Eleven sparkling stories of family, love, and art from New York Times–bestselling author David Lipsky
My mother doesn’t know that I owe my father three thousand dollars.
From the opening line of the acclaimed title story—a Best American Short Stories selection that first appeared in the New Yorker—to the tender last scene of “Springs, 1977,” this pitch-perfect collection explores the unsteady terrain of early adulthood and the complex legacy of family. Self-aware, creatively ambitious, and just privileged enough to be acutely aware of all that they lack, Lipsky’s characters are as real and unforgettable as the dilemmas they face—some of their own making, some that the world has thrust on them.

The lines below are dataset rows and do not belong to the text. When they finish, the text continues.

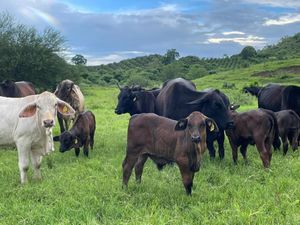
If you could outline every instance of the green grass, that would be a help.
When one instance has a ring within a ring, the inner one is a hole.
[[[255,81],[277,82],[277,77],[257,78],[254,71],[300,64],[298,61],[257,65],[196,80],[198,89],[216,87],[241,110],[256,107],[256,99],[241,88]],[[222,89],[224,81],[236,89]],[[299,76],[283,80],[299,84]],[[282,83],[282,82],[281,82]],[[121,188],[129,115],[115,115],[117,89],[84,89],[87,108],[96,115],[95,148],[87,159],[74,150],[57,150],[43,160],[43,180],[19,184],[17,152],[0,151],[0,224],[299,224],[300,151],[273,154],[271,168],[262,167],[258,152],[248,148],[249,163],[239,155],[234,166],[226,141],[225,160],[203,165],[186,196],[176,165],[158,171],[148,161],[142,183],[132,175],[127,190]],[[55,134],[58,133],[58,127]],[[56,145],[57,149],[58,145]]]

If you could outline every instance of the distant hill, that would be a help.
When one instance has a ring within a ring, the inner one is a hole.
[[[171,54],[171,58],[170,57]],[[222,71],[247,68],[251,65],[300,58],[300,33],[292,37],[283,37],[277,44],[261,50],[251,46],[240,53],[222,58],[199,58],[197,56],[176,57],[176,49],[168,50],[165,55],[126,59],[119,63],[100,66],[87,66],[82,74],[84,82],[96,85],[141,84],[154,86],[174,77],[196,79]]]

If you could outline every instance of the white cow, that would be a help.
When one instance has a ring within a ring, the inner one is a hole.
[[[42,156],[54,150],[52,128],[57,111],[72,115],[74,109],[50,92],[24,98],[0,97],[0,145],[18,149],[21,183],[27,182],[29,157],[36,178],[41,179]]]

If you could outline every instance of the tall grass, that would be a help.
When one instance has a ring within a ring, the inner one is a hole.
[[[258,69],[262,68],[211,75],[196,84],[198,89],[222,89],[224,80],[235,83],[236,89],[223,91],[231,101],[243,104],[241,110],[248,110],[256,107],[256,99],[243,94],[241,87],[257,81],[250,74]],[[191,197],[185,194],[177,166],[158,171],[151,161],[141,184],[132,175],[128,189],[122,189],[129,116],[114,114],[117,89],[83,91],[97,120],[94,150],[89,158],[82,152],[76,158],[74,150],[64,154],[56,150],[43,160],[43,180],[30,179],[22,186],[16,150],[1,148],[0,224],[300,223],[300,151],[289,150],[285,157],[275,152],[271,168],[265,170],[257,150],[249,147],[249,163],[239,157],[235,166],[226,140],[223,161],[210,161],[205,154]]]

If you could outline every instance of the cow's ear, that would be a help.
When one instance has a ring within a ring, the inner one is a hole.
[[[188,119],[178,120],[178,122],[175,126],[175,130],[185,130],[185,128],[187,127],[187,122],[188,122]]]
[[[59,141],[59,138],[60,138],[60,135],[54,136],[54,137],[53,137],[53,141]]]
[[[19,117],[31,117],[35,115],[36,112],[36,103],[31,103],[27,105],[19,114]]]
[[[72,116],[75,114],[75,110],[72,108],[72,106],[60,99],[57,99],[57,110],[65,116]]]
[[[216,122],[211,119],[211,118],[207,118],[205,120],[206,123],[206,127],[208,128],[209,132],[218,132],[219,128],[218,125],[216,124]]]
[[[240,107],[240,105],[230,104],[230,110],[236,110]]]
[[[191,102],[187,102],[186,104],[188,104],[188,105],[201,105],[201,104],[204,104],[205,102],[207,102],[207,99],[200,98],[200,99],[196,99],[196,100],[191,101]]]

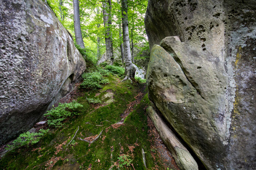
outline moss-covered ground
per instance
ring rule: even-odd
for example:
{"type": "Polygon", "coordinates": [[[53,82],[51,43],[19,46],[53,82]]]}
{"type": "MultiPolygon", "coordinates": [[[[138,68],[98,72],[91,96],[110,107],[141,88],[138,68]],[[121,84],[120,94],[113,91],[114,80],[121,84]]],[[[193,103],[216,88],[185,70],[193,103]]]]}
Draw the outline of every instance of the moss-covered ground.
{"type": "Polygon", "coordinates": [[[39,143],[7,152],[0,160],[0,169],[167,169],[152,155],[157,151],[151,149],[148,134],[145,108],[149,101],[146,96],[142,98],[145,84],[121,82],[112,75],[106,78],[110,83],[101,90],[79,90],[80,97],[75,99],[83,105],[79,116],[67,120],[61,128],[50,128],[39,143]],[[142,94],[139,100],[135,98],[139,93],[142,94]],[[102,103],[90,104],[86,97],[99,98],[102,103]],[[118,124],[125,112],[129,115],[118,124]],[[79,138],[89,141],[101,131],[90,144],[79,138]],[[123,162],[118,158],[123,154],[132,162],[121,168],[123,162]]]}

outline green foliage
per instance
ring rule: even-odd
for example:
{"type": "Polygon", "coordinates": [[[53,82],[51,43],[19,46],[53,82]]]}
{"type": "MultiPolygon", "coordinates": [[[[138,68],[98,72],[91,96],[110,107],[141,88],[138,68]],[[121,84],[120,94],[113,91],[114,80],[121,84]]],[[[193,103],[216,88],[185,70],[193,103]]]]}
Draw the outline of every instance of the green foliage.
{"type": "Polygon", "coordinates": [[[96,98],[86,98],[87,101],[88,101],[89,103],[101,103],[101,101],[99,99],[96,98]]]}
{"type": "Polygon", "coordinates": [[[109,76],[110,73],[108,70],[105,70],[102,67],[98,67],[97,70],[100,72],[103,76],[109,76]]]}
{"type": "Polygon", "coordinates": [[[130,158],[130,156],[127,155],[121,155],[119,157],[118,157],[119,163],[119,166],[122,168],[124,166],[129,167],[131,164],[131,162],[133,161],[130,158]]]}
{"type": "Polygon", "coordinates": [[[141,83],[145,83],[146,82],[146,79],[142,79],[141,78],[138,77],[138,76],[135,76],[135,79],[137,81],[138,81],[139,82],[140,82],[141,83]]]}
{"type": "Polygon", "coordinates": [[[79,50],[79,52],[80,52],[81,54],[82,54],[82,56],[84,57],[85,57],[86,56],[86,51],[85,49],[81,48],[80,47],[80,46],[79,45],[78,45],[77,44],[76,44],[76,43],[75,43],[75,46],[79,50]]]}
{"type": "Polygon", "coordinates": [[[105,79],[99,72],[84,73],[82,75],[84,82],[81,84],[82,88],[96,90],[101,88],[100,84],[109,83],[108,80],[105,79]]]}
{"type": "Polygon", "coordinates": [[[106,65],[108,65],[108,63],[106,63],[106,62],[104,62],[102,63],[101,63],[100,65],[102,67],[105,67],[106,65]]]}
{"type": "Polygon", "coordinates": [[[109,71],[113,74],[117,74],[119,76],[121,76],[125,74],[125,68],[122,67],[106,65],[105,69],[109,70],[109,71]]]}
{"type": "Polygon", "coordinates": [[[19,137],[13,142],[12,145],[7,145],[7,150],[13,150],[23,146],[27,147],[39,142],[40,139],[48,131],[49,129],[40,129],[38,133],[30,133],[27,131],[19,135],[19,137]]]}
{"type": "Polygon", "coordinates": [[[47,116],[48,124],[50,126],[62,126],[62,122],[67,118],[79,114],[76,110],[82,105],[73,100],[69,103],[59,103],[58,107],[54,107],[48,111],[44,116],[47,116]]]}

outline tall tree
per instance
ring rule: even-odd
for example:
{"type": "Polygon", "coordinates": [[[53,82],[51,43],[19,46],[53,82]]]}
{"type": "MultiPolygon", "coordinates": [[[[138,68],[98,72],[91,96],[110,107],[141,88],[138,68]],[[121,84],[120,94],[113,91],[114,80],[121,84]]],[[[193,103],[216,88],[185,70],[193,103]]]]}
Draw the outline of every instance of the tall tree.
{"type": "Polygon", "coordinates": [[[63,22],[64,14],[63,14],[63,11],[62,10],[63,6],[63,0],[60,0],[59,8],[60,8],[60,20],[63,22]]]}
{"type": "MultiPolygon", "coordinates": [[[[118,4],[120,4],[120,0],[117,0],[117,3],[118,4]]],[[[121,14],[120,10],[118,10],[118,16],[119,16],[119,15],[122,15],[121,14]]],[[[122,16],[121,16],[122,18],[122,16]]],[[[121,26],[121,22],[118,23],[118,31],[119,31],[119,42],[120,43],[120,51],[121,53],[121,58],[122,58],[122,62],[125,62],[125,51],[123,49],[123,40],[122,40],[122,26],[121,26]]]]}
{"type": "Polygon", "coordinates": [[[130,48],[129,29],[128,27],[128,6],[127,0],[122,0],[122,26],[123,28],[123,49],[125,50],[125,62],[126,76],[125,80],[131,78],[134,78],[135,68],[131,62],[131,49],[130,48]]]}
{"type": "Polygon", "coordinates": [[[107,58],[110,59],[110,65],[113,65],[114,62],[114,55],[113,49],[112,33],[110,28],[112,25],[111,19],[112,5],[111,0],[104,0],[102,2],[103,10],[103,20],[104,22],[104,27],[105,28],[105,42],[106,42],[106,53],[107,58]]]}
{"type": "Polygon", "coordinates": [[[76,42],[81,48],[85,48],[81,31],[79,0],[73,0],[73,5],[74,8],[74,27],[76,42]]]}
{"type": "MultiPolygon", "coordinates": [[[[99,15],[100,14],[100,10],[98,9],[98,7],[96,7],[96,11],[97,11],[97,14],[99,15]]],[[[101,24],[100,23],[97,23],[97,28],[98,29],[99,29],[100,26],[101,26],[101,24]]],[[[101,51],[100,51],[100,41],[101,41],[101,38],[98,35],[97,36],[97,59],[100,58],[100,55],[101,55],[101,51]]]]}

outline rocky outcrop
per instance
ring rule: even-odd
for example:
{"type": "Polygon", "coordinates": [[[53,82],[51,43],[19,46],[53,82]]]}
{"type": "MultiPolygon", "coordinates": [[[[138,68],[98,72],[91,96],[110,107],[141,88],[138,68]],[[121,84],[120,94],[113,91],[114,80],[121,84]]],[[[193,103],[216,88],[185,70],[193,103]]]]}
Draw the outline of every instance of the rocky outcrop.
{"type": "Polygon", "coordinates": [[[0,144],[30,129],[85,69],[72,38],[42,0],[0,4],[0,144]]]}
{"type": "Polygon", "coordinates": [[[152,107],[147,108],[147,113],[155,125],[168,148],[171,151],[175,162],[181,169],[197,170],[198,165],[189,152],[168,128],[152,107]]]}
{"type": "Polygon", "coordinates": [[[255,5],[148,1],[150,99],[209,169],[256,166],[255,5]]]}

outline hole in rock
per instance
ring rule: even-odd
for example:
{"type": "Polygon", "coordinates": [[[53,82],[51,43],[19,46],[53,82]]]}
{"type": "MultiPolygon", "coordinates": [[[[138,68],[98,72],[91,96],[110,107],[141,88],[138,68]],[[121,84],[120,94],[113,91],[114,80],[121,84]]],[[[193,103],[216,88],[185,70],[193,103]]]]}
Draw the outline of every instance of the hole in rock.
{"type": "MultiPolygon", "coordinates": [[[[195,159],[195,160],[197,163],[199,170],[207,170],[202,162],[201,162],[200,159],[197,157],[197,156],[196,156],[196,154],[195,154],[194,151],[188,146],[188,144],[187,144],[187,143],[182,139],[180,135],[176,131],[174,127],[172,127],[172,125],[169,123],[169,122],[168,122],[168,121],[163,116],[163,114],[158,109],[156,109],[155,111],[162,118],[166,125],[172,131],[176,137],[180,140],[182,144],[188,150],[189,153],[191,154],[191,156],[195,159]]],[[[177,121],[176,120],[174,120],[173,121],[174,124],[177,124],[177,121]]]]}
{"type": "Polygon", "coordinates": [[[213,16],[214,17],[215,17],[215,18],[218,18],[220,16],[220,13],[217,13],[217,14],[215,14],[215,15],[213,15],[213,16]]]}
{"type": "Polygon", "coordinates": [[[201,38],[200,41],[202,42],[204,42],[206,41],[206,39],[205,38],[201,38]]]}
{"type": "Polygon", "coordinates": [[[202,25],[200,25],[199,27],[198,27],[198,28],[199,28],[199,29],[204,29],[204,26],[202,26],[202,25]]]}

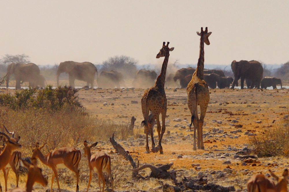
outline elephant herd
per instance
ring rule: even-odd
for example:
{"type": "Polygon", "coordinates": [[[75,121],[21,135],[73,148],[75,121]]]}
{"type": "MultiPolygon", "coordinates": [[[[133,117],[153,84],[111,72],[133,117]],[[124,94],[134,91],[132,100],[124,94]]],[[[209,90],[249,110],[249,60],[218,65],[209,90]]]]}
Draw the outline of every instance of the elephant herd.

In “Relativity,” a college junior transfers to the Ivy League in order to please his mother and make new friends; he quickly realizes the fault in his logic. In “Colonists,” a nervous young author searches for her muse at a New Hampshire writers’ retreat attended by a priest who pens erotic poetry and a composer working on a comic opera about the Alger Hiss trial. “ ‘Shh,’ ” the genesis of Lipsky’s highly praised novel The Art Fair, is the story of a dutiful son trying to shield his artist mother from the agony of her latest rejection.
Witty, heartbreaking, and wise, the stories in Three Thousand Dollars are a testament to David Lipsky’s exceptional talent and to the power of short fiction to transform the smallest of moments into the greatest of truths.